If you aren't familiar with the general layout of a teardrop trailer, the main compartment is for sleeping, and the kitchen (galley) is under the hatch that lifts up in the back. We had several plan ideas for our galley, but that will get a post of its own further in the process. For now, I'm going over the counter in the kitchen area and the flooring that we installed throughout.
First up, the galley counter. We had talked about a number of solutions. We decided granite was too heavy, didn't want to deal with laying tile, and settled on butcher block. From an aesthetic standpoint, it went well with our design ideas, and it's hardy enough to be great for camping.
Instead of buying actual butcher block counter material, Jamie found some remnant hardwood flooring at our local ReStore. If you aren't familiar with Habitat for Humanity's ReStore, you should totally learn more and see if you have one near you! It's kind of a thrift store full of building materials, and proceeds benefit the amazing work that Habitiat does. We make regular visits to the two that are near us, and find all sorts of cool and useful stuff, but this flooring was the single biggest “win” we've found.
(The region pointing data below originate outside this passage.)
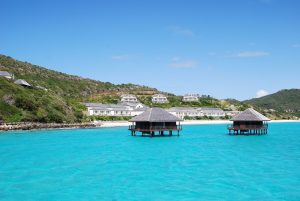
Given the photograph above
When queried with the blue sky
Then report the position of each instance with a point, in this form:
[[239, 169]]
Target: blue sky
[[233, 48]]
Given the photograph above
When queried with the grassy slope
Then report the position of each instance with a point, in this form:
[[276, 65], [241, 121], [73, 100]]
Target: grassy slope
[[61, 103]]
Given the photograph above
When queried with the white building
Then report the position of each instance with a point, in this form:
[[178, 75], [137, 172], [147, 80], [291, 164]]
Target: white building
[[122, 109], [211, 112], [182, 112], [159, 98], [128, 98], [232, 113], [190, 97], [6, 75]]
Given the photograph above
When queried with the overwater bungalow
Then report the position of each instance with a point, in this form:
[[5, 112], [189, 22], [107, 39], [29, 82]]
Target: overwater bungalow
[[155, 120], [249, 122]]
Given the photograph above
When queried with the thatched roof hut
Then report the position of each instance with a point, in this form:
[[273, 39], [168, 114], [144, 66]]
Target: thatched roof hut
[[250, 115], [155, 120], [249, 122], [155, 115]]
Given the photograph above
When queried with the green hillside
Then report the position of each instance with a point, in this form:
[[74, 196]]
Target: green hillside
[[284, 102], [57, 97], [62, 100]]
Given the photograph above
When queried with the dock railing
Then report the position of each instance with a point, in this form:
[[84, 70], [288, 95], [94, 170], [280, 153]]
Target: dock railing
[[247, 127], [156, 128]]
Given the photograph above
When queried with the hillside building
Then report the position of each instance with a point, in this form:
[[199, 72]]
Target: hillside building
[[190, 98], [159, 98], [128, 98]]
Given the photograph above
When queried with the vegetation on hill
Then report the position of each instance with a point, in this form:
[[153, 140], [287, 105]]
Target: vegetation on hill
[[57, 97], [60, 100], [284, 103]]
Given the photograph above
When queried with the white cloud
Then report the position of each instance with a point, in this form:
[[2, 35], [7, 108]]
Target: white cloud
[[252, 54], [180, 31], [183, 63], [120, 57], [261, 93]]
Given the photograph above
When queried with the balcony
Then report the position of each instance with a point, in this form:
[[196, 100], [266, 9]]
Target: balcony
[[247, 127], [155, 128]]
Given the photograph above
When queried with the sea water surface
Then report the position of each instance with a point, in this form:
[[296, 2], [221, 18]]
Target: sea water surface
[[204, 163]]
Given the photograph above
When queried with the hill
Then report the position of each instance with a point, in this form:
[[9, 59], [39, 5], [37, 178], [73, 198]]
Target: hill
[[55, 96], [284, 102]]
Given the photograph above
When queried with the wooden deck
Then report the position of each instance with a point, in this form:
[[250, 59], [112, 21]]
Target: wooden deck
[[247, 130], [153, 129]]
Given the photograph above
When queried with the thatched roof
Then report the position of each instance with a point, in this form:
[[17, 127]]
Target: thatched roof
[[250, 115], [155, 115], [22, 82]]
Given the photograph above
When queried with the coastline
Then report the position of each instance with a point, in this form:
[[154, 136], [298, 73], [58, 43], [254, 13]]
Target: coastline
[[44, 126], [106, 124]]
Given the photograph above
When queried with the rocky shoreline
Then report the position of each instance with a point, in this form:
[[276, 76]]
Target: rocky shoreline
[[32, 126]]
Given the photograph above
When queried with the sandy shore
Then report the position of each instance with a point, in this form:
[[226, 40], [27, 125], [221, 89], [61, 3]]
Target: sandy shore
[[186, 122]]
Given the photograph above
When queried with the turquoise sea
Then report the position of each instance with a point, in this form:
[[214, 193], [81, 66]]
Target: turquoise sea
[[204, 163]]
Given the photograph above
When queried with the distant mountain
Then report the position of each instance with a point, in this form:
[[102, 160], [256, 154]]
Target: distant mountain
[[55, 96], [284, 101]]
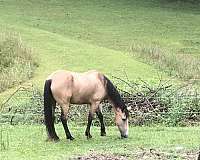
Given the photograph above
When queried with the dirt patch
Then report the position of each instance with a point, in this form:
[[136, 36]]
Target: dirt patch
[[143, 154]]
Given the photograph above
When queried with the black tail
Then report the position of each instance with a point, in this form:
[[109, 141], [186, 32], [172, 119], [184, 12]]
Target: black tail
[[49, 107], [114, 95]]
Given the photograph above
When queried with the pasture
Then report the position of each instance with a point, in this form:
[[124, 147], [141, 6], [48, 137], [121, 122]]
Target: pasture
[[114, 38]]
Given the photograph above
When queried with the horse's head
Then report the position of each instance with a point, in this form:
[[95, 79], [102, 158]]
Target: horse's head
[[121, 120]]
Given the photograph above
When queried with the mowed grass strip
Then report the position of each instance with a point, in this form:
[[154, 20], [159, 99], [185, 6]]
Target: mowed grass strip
[[28, 142]]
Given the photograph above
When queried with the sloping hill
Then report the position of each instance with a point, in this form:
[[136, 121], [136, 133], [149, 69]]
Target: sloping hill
[[82, 35]]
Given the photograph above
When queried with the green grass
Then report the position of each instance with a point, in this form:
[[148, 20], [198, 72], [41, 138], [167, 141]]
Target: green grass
[[82, 35], [28, 142], [16, 62]]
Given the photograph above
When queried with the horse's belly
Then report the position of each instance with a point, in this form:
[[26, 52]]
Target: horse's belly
[[79, 100]]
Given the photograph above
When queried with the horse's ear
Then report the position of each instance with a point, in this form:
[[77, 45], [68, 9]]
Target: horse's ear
[[129, 108], [124, 117]]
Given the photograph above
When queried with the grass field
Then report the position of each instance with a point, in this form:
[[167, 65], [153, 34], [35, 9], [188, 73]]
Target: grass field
[[82, 35], [28, 142]]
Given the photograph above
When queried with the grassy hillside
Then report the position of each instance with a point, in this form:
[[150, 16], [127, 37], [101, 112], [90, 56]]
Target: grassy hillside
[[82, 35]]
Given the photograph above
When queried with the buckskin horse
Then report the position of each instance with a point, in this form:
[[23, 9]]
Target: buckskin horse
[[92, 87]]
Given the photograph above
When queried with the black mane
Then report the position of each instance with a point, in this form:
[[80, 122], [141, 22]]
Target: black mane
[[115, 97]]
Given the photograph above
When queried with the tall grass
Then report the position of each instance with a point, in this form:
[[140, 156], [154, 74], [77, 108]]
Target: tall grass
[[184, 66], [16, 61]]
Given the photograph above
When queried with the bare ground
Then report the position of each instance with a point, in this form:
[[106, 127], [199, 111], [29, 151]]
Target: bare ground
[[143, 154]]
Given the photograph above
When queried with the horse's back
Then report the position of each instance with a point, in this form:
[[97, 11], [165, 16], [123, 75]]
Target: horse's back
[[78, 87]]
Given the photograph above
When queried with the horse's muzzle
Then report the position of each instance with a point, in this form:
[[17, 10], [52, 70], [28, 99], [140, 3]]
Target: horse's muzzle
[[124, 136]]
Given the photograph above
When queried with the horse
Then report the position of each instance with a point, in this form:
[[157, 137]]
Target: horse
[[66, 87]]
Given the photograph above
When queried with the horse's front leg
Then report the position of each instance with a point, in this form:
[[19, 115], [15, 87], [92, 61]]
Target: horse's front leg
[[93, 109], [100, 116], [64, 117]]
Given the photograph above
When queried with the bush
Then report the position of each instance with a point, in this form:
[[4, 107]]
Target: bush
[[183, 66]]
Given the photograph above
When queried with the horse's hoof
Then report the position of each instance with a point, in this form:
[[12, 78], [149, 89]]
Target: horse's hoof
[[55, 139], [103, 134], [89, 136], [71, 138]]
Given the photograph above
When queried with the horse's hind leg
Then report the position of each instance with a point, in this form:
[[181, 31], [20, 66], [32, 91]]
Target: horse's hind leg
[[93, 109], [64, 117], [100, 116]]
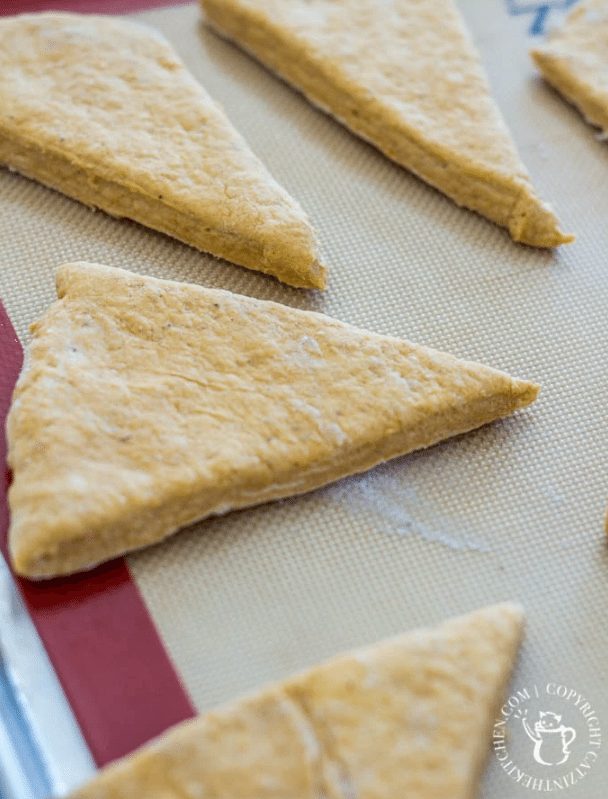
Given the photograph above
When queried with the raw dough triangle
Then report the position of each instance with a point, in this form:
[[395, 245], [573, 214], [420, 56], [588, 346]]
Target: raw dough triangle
[[408, 718], [405, 76], [574, 60], [104, 110], [150, 404]]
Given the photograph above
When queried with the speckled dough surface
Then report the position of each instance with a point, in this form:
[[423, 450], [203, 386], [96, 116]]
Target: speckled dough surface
[[512, 510], [105, 111], [406, 76], [409, 717], [147, 405], [574, 60]]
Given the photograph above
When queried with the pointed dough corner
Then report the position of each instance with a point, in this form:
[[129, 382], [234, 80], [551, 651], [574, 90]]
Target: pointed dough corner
[[103, 110], [147, 405], [409, 717], [533, 222], [574, 60], [347, 59]]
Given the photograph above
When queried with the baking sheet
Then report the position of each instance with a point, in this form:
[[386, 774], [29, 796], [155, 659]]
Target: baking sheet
[[511, 511]]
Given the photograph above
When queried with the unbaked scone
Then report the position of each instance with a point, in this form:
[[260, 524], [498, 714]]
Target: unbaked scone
[[103, 110], [405, 76], [408, 718], [147, 405], [574, 60]]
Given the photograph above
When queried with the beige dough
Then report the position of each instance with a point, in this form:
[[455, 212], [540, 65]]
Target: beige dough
[[103, 110], [148, 404], [574, 60], [405, 75], [409, 718]]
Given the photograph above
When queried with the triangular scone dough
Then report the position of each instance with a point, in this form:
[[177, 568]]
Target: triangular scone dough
[[405, 76], [103, 110], [408, 718], [574, 60], [148, 404]]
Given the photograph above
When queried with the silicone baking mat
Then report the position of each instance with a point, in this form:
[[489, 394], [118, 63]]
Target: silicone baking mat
[[513, 511]]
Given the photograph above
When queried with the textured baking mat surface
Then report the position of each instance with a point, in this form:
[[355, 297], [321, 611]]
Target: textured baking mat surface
[[511, 511]]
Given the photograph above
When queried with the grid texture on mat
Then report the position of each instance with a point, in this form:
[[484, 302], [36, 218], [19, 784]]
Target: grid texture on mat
[[513, 511]]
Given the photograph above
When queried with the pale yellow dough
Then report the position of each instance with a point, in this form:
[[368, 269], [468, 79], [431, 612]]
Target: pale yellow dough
[[408, 718], [574, 60], [148, 404], [103, 110], [405, 75]]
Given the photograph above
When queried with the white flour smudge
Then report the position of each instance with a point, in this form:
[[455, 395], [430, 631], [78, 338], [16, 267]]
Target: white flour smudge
[[392, 503]]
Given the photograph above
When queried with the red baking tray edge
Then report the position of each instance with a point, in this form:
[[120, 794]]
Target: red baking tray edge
[[97, 631]]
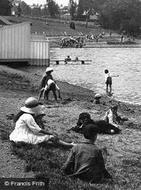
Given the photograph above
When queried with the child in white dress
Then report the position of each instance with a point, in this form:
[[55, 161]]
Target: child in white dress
[[27, 130]]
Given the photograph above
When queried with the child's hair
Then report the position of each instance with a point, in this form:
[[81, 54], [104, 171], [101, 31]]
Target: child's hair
[[106, 71], [82, 117], [90, 131]]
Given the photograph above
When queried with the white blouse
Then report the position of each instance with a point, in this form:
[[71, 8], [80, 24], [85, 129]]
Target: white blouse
[[27, 130]]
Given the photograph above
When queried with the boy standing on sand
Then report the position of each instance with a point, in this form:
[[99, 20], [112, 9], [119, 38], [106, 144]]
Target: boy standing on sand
[[48, 84], [108, 80]]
Jamie sanded the flooring down to smooth, and mounted it on a piece of 1/2″ plywood for strength. The front edge is trimmed with solid maple, and the whole thing is finished with a few coats of Emmet's Good Stuff (Which is a little expensive, but worth every penny!)
Teardrop Trailer Kitchen Counters
Another source of much conversation had been what kind of flooring to use throughout the trailer. Knowing that inside would be covered by the mattress, we were more worried about utility and ruggedness than we were about looks. We talked about black and white checkered linoleum, but it's surprisingly hard to find sheet lino these days!
We ended up choosing peel and stick tiles that were in stock on the day we went looking. Because again, no one is really going to see it.
We did the tile install on a pretty hot day in July, and did have some concerns about them peeling up at first. Once they had a few days to settle in though, they're fine and we haven't had any issues since.
Here's the interior floor being set, and you can see the storage box that's inset in the floor. We generally keep things we don't need much in there; blocks for leveling when we camp, our tent… it's a slight PITA to get to, so we want to minimize how often we have to get in there.
The finished floor with the top of the inset box in place.
It's our first “Look! We're in the trailer!” selfie!
Max loved helping as often as he could, but ear and eye protection is always a must! Bonus adorableness.